I whirled back to my mother. "Can we talk?"

My mother's weight slammed against the benches' frame. "What are you dying to talk to me about?" she asked. "Spit it out."

And I told her. About Raizen's offer, my poems, and the chance it could afford me once the deal pushed through. I studied her face change from confusion to shock to an arrangement I never saw on her face before. Was it...disbelief? Anger? Disgust? All three? Then, it came to the tipping point, the deciding factor.

"I need your permission or your agreement to pursue asylum in whatever country they stick me into during the publication grant," I said. "Maybe I can grant us safe access to proper treatments, especially to Lola."

"No," was Mom's only answer.

I blinked. And blinked again. This could not be happening. I gave them a way out. Why— "Mom, please—"

My mother sucked a breath through her teeth, silencing me. Her eyes blazed; her nostrils flared. "I will not be leaving this country, even if you drag me through the dirt," she said. "How dare you suggest that after trapping your father here? He wouldn't want to be apart from us, nor I, from him. How would we visit him, hmm? Did you think about that?"

It did not matter if we visited him or not. Call me callous—maybe I was as heartless as my mother implied—but he was dead. Nothing could ever change that. Visiting would not bring him to life, nor would staying in his damned country. Screw tradition. We needed to survive.

"Mom, just hear me out—"

She stood up and faced me, towering over me like a shadow I was not supposed to overcome. "Why would I listen to you? Are you going to get us killed too?" she said. "I'm done with you, Maian. Do what you want."
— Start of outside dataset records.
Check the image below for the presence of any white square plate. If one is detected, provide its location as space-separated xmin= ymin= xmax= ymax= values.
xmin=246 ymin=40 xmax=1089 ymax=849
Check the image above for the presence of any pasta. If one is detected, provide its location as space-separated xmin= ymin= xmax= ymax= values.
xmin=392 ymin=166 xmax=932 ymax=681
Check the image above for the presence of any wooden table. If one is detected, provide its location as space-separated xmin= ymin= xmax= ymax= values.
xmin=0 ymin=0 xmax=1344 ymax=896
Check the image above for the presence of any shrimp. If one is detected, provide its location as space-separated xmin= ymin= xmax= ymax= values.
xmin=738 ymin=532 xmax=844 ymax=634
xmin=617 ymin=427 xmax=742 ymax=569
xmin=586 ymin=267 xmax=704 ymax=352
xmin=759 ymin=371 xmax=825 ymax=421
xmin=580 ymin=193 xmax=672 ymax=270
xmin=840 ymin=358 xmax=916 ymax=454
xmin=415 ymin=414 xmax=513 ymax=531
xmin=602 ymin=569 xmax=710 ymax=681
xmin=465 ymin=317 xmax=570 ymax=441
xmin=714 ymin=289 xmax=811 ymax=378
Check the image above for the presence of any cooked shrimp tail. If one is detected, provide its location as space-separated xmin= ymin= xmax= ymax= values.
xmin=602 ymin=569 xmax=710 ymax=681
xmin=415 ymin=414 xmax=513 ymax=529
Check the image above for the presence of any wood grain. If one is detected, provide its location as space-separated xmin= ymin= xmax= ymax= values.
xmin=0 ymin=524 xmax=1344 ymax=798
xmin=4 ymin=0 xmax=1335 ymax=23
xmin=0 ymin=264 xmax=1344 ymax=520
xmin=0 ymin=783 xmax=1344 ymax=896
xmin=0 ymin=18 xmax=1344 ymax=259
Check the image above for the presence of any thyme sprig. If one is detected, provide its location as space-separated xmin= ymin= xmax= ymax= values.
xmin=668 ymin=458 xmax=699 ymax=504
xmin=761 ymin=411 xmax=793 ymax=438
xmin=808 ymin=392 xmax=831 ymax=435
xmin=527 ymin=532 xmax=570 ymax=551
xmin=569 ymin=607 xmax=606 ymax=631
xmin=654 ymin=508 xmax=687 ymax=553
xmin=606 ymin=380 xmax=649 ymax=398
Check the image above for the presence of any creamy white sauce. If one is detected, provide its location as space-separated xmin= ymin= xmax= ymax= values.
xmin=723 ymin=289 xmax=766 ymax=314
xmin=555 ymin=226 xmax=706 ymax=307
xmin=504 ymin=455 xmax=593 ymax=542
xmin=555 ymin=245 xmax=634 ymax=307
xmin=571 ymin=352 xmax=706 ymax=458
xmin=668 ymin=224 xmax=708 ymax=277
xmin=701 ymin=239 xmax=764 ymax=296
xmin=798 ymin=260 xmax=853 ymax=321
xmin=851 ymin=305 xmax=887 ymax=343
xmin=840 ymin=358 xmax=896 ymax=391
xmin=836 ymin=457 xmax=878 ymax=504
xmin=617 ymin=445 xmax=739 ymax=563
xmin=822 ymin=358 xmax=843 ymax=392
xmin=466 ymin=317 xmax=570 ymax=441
I slid off the benches to try and follow her. She pointed an accusatory finger at me, stopping me in my tracks. "Don't think of mentioning this again," she said. "I won't change my mind. And don't you try to get Lola on board. Think of her health for once, you ingrate."

I was not the one who made Lola ride a tricycle every time she had a doctor's appointment nor the one who made her walk all the way to camp when she could not breathe. How was this my fault?

Before I could learn to defend myself, my mother's shadow ebbed, leaving me in a deeper void spreading from my feet.